Tulane and the Battle Against 2019-nCoV

Dear Tulane Community:
Much of this week has been devoted to keeping our campuses informed about the ongoing outbreak caused by the new coronavirus 2019-nCoV. The risk to members of the Tulane community from this coronavirus remains low, but as a global university with students, scholars and researchers from around the world, we are closely monitoring this evolving situation and taking all necessary precautions.

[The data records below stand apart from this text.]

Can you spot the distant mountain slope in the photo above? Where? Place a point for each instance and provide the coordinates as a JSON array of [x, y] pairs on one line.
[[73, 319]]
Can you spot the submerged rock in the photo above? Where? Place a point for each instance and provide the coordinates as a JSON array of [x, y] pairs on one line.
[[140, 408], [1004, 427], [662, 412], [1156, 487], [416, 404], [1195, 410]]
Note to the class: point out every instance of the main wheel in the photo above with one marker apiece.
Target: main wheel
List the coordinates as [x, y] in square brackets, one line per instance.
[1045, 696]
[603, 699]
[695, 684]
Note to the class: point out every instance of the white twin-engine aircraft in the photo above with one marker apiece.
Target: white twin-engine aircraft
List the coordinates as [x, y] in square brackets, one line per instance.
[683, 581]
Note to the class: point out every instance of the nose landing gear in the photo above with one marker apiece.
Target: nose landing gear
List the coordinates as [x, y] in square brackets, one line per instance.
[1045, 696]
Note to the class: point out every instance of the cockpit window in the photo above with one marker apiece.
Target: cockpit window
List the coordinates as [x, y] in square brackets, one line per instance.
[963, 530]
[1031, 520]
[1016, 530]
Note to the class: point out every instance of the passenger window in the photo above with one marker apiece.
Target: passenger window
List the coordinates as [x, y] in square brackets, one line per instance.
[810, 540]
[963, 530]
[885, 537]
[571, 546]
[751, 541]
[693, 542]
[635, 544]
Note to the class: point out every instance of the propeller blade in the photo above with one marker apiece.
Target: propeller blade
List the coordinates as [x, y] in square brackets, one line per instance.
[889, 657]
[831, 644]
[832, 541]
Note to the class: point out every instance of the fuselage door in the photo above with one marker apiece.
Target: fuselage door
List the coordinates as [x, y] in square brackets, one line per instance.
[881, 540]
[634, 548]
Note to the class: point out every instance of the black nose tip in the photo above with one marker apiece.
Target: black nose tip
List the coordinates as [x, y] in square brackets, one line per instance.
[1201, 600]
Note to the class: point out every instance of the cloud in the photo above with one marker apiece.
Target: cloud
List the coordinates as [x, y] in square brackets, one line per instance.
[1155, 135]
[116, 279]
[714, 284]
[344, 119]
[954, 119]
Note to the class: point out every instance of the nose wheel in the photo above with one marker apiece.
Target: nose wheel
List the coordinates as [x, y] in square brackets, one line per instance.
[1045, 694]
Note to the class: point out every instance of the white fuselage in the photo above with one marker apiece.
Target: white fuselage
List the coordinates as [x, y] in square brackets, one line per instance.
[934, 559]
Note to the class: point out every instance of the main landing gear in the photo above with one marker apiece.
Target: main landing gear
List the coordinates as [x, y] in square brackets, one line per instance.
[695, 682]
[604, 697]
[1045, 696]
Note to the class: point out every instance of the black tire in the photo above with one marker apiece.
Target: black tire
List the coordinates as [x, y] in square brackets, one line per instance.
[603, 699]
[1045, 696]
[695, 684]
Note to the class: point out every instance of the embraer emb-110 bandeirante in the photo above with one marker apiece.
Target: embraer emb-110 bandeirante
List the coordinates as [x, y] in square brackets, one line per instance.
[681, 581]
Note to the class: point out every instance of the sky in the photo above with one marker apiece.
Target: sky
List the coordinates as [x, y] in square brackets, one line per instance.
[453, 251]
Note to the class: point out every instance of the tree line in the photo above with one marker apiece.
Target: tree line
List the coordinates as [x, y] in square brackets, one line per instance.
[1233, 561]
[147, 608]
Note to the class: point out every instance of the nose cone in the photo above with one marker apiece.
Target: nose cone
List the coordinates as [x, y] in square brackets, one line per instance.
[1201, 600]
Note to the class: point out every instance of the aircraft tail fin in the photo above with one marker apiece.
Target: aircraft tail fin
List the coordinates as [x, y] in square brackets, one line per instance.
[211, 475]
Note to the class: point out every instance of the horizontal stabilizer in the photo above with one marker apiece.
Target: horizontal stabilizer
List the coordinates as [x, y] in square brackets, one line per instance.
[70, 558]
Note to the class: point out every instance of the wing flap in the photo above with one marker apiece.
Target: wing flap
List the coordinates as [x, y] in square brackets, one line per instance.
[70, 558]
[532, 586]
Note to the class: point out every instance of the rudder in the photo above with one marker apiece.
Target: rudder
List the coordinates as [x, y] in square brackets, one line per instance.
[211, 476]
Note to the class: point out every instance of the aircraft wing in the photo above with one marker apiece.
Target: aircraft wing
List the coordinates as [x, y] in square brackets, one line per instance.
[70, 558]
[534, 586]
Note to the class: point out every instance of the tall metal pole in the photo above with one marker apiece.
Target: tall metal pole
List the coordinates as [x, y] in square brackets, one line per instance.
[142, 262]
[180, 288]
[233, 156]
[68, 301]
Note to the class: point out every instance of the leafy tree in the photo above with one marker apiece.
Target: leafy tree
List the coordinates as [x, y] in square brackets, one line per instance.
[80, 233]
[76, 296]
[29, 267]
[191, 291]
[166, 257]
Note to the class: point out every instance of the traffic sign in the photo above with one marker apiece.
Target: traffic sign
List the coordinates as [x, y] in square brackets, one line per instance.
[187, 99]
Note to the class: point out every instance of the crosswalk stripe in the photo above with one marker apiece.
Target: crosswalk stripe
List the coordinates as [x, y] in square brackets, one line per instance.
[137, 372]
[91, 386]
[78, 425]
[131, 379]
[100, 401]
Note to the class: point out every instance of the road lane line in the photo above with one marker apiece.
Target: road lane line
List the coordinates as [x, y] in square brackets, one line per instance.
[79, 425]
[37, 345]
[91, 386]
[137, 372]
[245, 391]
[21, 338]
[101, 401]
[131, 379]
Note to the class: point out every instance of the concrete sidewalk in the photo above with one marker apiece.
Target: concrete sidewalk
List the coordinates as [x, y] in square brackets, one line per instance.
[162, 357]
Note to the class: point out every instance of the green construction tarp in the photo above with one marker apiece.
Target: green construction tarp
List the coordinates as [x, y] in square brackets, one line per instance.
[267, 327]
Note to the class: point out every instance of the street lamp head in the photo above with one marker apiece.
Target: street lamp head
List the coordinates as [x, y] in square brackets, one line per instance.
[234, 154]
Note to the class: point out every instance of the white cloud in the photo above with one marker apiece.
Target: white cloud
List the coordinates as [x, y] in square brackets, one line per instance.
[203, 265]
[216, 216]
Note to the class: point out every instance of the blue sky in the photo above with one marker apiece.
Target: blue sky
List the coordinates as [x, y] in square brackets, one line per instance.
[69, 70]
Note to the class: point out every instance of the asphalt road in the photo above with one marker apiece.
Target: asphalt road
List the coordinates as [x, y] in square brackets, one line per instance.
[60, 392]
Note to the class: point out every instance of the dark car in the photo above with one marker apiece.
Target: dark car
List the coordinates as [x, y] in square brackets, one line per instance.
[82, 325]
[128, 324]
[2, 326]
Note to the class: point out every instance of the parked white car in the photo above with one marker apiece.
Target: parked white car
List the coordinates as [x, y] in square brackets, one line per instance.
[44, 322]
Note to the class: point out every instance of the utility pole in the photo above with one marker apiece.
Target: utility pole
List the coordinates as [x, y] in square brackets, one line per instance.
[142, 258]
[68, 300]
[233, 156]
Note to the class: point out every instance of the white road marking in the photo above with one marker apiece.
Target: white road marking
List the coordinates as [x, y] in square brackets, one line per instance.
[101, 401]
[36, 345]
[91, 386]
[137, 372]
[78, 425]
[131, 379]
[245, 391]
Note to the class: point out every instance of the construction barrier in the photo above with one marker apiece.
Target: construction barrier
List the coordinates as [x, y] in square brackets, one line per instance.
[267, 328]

As Tulanians, I believe you will share my pride in learning that the university’s community of scholars, upon learning of the outbreak, immediately began working across disciplines to develop diagnoses, vaccines and treatments for 2019-nCoV. Our scientists are world leaders in infectious disease research, and Tulane has a long history of battling such outbreaks. This began with our founding as a medical school devoted to fighting yellow fever and continued through the Ebola outbreak, where we helped create the first rapid field test for the disease. We are also deeply involved in the development of new vaccines for tuberculosis, polio, diarrheal diseases, Zika, HIV and more.
In addition to our 2019-nCoV research, we are working on a new approach — an early warning system to detect and track disease threats before they break onto the world stage as full-blown health crises. Such a system would give Tulane and other universities a head start in discovering vaccines and treatments for new or re-emerging diseases before they spread globally. In other words, this system might avoid future outbreaks such as the current one from happening at all.
Incidents such as the 2019-nCoV outbreak remind us of how deeply interconnected our world is and that we must rely on and support one another, particularly during times like this. Our hearts and prayers go out to all those who have been impacted by this outbreak, especially in China, where many of our students, scientists and staff have family and friends.